O que poucos sabem é que as primeiras colônias nos Estados Unidos fracassaram. E não foi por fatores relacionados à sorte
Rodrigo Constantino
Comemorou-se nesta semana o feriado mais importante nos Estados Unidos depois do Natal: o Dia de Ação de Graças. Os aeroportos ficam lotados, famílias se reencontram num país em que é bastante comum jovens se mudarem de Estado para estudar, e amigos celebram juntos com o tradicional peru. Gratidão ao Todo-Poderoso é o tema da festa, desde que os primeiros peregrinos obtiveram a sua primeira boa colheita no Novo Mundo. É uma forma de voluntariamente dividir com os outros o privilégio de viver na América.

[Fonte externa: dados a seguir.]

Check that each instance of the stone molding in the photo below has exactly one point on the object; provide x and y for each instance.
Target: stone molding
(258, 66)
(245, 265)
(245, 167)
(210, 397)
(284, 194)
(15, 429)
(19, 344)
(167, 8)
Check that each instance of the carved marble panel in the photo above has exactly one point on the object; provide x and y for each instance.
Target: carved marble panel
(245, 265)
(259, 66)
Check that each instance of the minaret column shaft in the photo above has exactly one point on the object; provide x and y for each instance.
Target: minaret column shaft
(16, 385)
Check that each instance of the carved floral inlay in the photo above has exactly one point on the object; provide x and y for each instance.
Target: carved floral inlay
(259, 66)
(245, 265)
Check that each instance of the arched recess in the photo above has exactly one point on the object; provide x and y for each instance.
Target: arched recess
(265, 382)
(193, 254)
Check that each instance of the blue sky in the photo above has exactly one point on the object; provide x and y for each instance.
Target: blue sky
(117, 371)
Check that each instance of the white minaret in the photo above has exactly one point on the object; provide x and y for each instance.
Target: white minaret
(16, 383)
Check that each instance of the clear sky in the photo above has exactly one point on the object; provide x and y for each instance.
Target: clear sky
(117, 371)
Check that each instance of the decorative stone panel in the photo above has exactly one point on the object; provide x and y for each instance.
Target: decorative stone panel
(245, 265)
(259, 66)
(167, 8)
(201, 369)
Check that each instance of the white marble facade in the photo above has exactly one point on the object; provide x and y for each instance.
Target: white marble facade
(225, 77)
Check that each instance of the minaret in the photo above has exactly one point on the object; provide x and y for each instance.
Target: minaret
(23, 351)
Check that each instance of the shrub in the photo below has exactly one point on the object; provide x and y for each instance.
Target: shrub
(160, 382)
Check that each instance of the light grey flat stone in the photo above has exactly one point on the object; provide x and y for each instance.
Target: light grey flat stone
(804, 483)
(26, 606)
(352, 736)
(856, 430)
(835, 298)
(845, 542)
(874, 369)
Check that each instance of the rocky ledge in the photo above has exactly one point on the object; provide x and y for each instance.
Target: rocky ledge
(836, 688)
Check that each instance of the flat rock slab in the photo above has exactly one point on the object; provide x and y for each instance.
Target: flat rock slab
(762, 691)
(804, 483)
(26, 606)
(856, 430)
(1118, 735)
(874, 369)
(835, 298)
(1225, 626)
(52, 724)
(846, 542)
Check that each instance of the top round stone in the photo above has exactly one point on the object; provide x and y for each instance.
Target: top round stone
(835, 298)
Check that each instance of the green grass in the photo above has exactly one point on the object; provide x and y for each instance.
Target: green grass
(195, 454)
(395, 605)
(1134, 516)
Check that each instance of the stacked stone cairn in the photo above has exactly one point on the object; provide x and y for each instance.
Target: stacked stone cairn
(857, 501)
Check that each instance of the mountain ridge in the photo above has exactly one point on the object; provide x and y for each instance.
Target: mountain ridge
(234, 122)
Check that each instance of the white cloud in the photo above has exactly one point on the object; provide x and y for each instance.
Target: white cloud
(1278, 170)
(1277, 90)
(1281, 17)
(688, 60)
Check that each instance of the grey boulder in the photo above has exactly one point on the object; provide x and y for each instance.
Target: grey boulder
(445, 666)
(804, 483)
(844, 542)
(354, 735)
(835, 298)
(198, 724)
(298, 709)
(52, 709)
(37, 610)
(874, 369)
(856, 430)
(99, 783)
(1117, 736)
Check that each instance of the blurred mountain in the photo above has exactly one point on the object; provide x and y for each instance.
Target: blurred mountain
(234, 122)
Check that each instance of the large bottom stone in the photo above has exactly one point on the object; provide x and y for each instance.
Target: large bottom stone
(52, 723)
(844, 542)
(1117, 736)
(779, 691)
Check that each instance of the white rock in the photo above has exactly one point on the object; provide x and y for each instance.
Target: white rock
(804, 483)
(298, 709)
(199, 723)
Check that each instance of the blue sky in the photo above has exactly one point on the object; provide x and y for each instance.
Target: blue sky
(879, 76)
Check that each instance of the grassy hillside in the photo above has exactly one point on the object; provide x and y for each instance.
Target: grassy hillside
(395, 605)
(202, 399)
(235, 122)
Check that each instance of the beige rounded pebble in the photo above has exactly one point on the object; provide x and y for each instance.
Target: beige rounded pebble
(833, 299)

O que poucos sabem, porém, é
que as primeiras colônias fracassaram. E não foi apenas por fatores
relacionados à sorte. Uma das primeiras colônias a instalar-se na América do
Norte foi a Plymouth Colony, estabelecida onde hoje é o Estado de
Massachussets, nos anos de 1620. Numa experiência inédita até então, um
contrato coletivo estabelecia um sistema no qual as propriedades seriam todas
comuns. Trocando em miúdos, os Estados Unidos começaram como um experimento
socialista.
Toda a produção deveria ser
entregue para armazenamento comunitário, do qual cada indivíduo receberia uma
fração igual, não importando com quanto contribuísse. Esse coletivismo levou
rapidamente a economia da colônia ao caos. Em 1623, apenas dois anos após a
chegada dos primeiros pilgrims, a fome já era a regra. William
Bradford, que viria a ser governador da província algumas vezes, assim
descreveu aquele triste momento da história americana em seu famoso diário:
“Aquela experiência durou
alguns anos… E bem evidencia a vilania deste conceito de Platão e outros
patriarcas antigos, aplaudido por muitos ultimamente, segundo o qual se
acabarmos com a propriedade, em prol da riqueza comum, isto fará a comunidade
feliz e próspera… Para esta nossa comunidade (até onde aquilo poderia ser
chamado de comunidade), o experimento causou muita confusão e descontentamento.
Os homens… lamentavam ter de gastar seu tempo e esforços trabalhando para as
mulheres e as crianças de outros homens, sem que obtivessem qualquer
recompensa…”
O liberal João Luiz Mauad
assim explica a reviravolta que ocorreu: “Encurralada pelas terríveis
circunstâncias, a liderança dos colonos resolveu abolir a estrutura socialista,
que engessava qualquer possibilidade de progresso, transferindo para cada
família uma parcela das terras, e permitindo o usufruto de tudo quanto seu
trabalho produzisse. A eliminação da propriedade comunal em favor da
propriedade privada logo mudou o panorama. Os colonos rapidamente começaram a
produzir muito mais do que eles mesmos poderiam consumir”.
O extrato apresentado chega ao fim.